The trial's interim analysis showed that a superiority boundary for its primary endpoint, invasive disease-free survival, had been crossed, and accordingly the full data will now be analysed.
However, Astra’s statement on Olympia cautiously avoids mentioning regulatory plans, though it says Lynparza’s effect was clinically relevant. Whether the benefit translates into a hit on overall survival, a secondary endpoint, is anybody’s guess, and it will take several years’ follow-up before these more robust data mature.
Nevertheless, the signs are good. Lynparza was, of course, the first Parp to succeed in breast cancer in the metastatic setting, its 2017 win in the Olympiad trial leading to US approval a year later for post-chemo use in germline Brca-mutated, Her2-negative disease. The only other Parp with a similar label is Talzenna, which was approved later in 2018 backed by the Embraca trial.
But, perhaps surprisingly, Parps have struggled to make further headway into breast cancer: in the metastatic setting Abbvie’s veliparib disappointed in Brocade-3, while Sanofi’s now discontinued iniparib failed in phase III and was later deemed not to be a true Parp.
Even though Talzenna showed a benefit in a small phase I neoadjuvant study, Pfizer terminated a phase II neoadjuvant trial citing a change in strategy.

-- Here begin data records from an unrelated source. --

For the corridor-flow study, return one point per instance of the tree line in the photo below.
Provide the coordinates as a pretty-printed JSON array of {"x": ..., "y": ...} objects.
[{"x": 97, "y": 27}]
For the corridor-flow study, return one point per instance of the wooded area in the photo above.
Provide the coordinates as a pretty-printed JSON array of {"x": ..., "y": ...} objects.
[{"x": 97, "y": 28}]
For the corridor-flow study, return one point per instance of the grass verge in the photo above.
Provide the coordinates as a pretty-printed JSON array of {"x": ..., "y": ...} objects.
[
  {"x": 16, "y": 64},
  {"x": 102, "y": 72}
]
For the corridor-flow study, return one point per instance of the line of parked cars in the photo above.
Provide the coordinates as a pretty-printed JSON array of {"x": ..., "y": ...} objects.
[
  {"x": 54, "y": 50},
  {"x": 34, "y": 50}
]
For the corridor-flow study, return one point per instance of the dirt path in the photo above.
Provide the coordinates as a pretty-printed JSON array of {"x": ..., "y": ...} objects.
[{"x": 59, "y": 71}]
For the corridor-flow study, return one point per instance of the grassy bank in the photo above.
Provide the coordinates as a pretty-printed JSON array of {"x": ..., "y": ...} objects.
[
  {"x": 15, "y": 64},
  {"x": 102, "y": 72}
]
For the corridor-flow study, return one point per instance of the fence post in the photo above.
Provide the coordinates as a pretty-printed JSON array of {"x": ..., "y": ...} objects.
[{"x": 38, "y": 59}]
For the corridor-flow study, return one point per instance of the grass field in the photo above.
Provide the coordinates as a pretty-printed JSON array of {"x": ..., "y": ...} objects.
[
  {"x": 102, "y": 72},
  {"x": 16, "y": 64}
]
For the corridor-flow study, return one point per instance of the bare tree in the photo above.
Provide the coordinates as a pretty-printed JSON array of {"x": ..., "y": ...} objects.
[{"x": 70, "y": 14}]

Most ongoing perioperative studies are in the neoadjuvant setting and are not company-sponsored.
|Parp inhibitors in (neo)adjuvant breast cancer trials|
|Drug||Approved for||Perioperative breast cancer studies|
|Lynparza, Astrazeneca||Ovarian, breast, pancreatic & prostate cancers||Olympia (ph3 adjuvant Her2-ve disease); also academic neoadjuvant trials|
|Talzenna, Pfizer||Breast cancer||Pfizer terminated NCT03499353 (ph2 neoadjuvant Her2-ve disease); also academic trials|
|Rubraca, Clovis||Ovarian & prostate cancers||NCT03542175 (ph1 academic-sponsored neoadjuvant trial in TNBC)|
|Zejula, Glaxosmithkline||Ovarian cancer||NCT04584255 (ph2 dostarlimab combo, academic-sponsored neoadjuvant trial in Her2-ve disease)|
|Veliparib, Abbvie||NA*||Failed ph3 Brightness trial in neoadjuvant TNBC; also ph1 academic trial|
|Note: *veliparib is not approved, and underwhelmed in the metastatic Brocade-3 study. Source: clinicaltrials.gov & company reports.|
This makes Astra’s Olympia success all the more remarkable. This trial had in fact begun enrolling only triple-negative patients, but was later broadened to include those who were ER-positive but still Her2-negative.

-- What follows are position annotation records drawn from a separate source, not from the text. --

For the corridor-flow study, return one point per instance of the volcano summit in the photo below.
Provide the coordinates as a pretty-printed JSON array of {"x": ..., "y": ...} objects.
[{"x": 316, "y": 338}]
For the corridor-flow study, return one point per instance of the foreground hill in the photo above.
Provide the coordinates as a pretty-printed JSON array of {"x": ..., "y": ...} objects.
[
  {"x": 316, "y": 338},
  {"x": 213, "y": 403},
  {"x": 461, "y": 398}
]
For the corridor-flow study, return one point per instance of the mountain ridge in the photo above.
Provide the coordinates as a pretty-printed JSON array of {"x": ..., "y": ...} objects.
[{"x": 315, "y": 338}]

It will be interesting to see whether any subgroup drove the benefit, especially as Jefferies analysts had earlier written that ER-positive patients with high-risk features might be insufficiently sensitive to Parp inhibition on account of many of them having residual disease after neoadjuvant chemotherapy.
The analysts also cautioned that without more robust data doctors might be reluctant to prescribe a Parp in the adjuvant breast cancer setting, knowing that the PFS effect in the metastatic Olympiad and Embraca trials had failed to translate into an OS benefit.

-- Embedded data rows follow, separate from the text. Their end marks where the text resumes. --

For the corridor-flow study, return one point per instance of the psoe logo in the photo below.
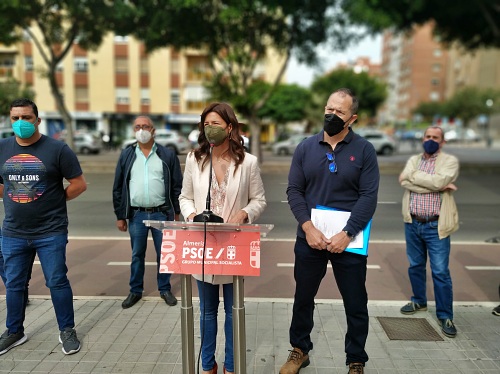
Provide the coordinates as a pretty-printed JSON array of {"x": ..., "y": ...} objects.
[
  {"x": 231, "y": 252},
  {"x": 255, "y": 254}
]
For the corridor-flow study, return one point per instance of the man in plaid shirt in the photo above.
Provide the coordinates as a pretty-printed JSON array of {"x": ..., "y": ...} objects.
[{"x": 430, "y": 216}]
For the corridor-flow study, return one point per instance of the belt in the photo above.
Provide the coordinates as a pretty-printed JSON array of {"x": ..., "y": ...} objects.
[
  {"x": 425, "y": 219},
  {"x": 155, "y": 209}
]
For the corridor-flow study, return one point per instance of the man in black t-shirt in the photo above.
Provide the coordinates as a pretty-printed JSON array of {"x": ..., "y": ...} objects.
[{"x": 33, "y": 167}]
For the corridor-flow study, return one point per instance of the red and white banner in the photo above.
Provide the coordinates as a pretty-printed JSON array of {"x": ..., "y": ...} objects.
[{"x": 226, "y": 253}]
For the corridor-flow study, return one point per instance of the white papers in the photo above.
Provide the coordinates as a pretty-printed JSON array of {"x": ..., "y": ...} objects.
[{"x": 331, "y": 222}]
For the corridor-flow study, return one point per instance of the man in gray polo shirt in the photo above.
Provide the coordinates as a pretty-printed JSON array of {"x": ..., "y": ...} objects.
[{"x": 148, "y": 182}]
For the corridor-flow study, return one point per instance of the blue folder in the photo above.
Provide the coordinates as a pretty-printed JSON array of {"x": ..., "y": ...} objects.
[{"x": 366, "y": 235}]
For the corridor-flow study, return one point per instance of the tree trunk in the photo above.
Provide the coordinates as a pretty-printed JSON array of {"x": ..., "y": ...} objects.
[
  {"x": 255, "y": 128},
  {"x": 61, "y": 107}
]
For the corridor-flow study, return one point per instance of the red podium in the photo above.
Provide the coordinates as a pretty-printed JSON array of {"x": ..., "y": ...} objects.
[{"x": 230, "y": 249}]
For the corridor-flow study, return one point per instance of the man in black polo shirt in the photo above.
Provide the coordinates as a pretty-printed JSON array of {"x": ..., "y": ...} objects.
[{"x": 338, "y": 169}]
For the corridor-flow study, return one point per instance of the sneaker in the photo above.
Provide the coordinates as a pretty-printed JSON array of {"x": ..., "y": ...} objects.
[
  {"x": 9, "y": 341},
  {"x": 169, "y": 298},
  {"x": 131, "y": 300},
  {"x": 356, "y": 368},
  {"x": 296, "y": 361},
  {"x": 496, "y": 311},
  {"x": 70, "y": 342},
  {"x": 412, "y": 308},
  {"x": 448, "y": 328}
]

Still, perioperative breast cancer settings represent a significant opportunity. EvaluatePharma’s sales by indication forecasts see breast cancer accounting for just 10% of Lynparza's sellside consensus 2026 revenue of $4.6bn, but this likely only considers the late-line metastatic setting.
Jefferies reckons the adjuvant opportunity is three times bigger than front-line use, which naturally is larger than later-line settings. Astra might still need more data, but with the competition still in early academic trials it does at least have a strong head-start.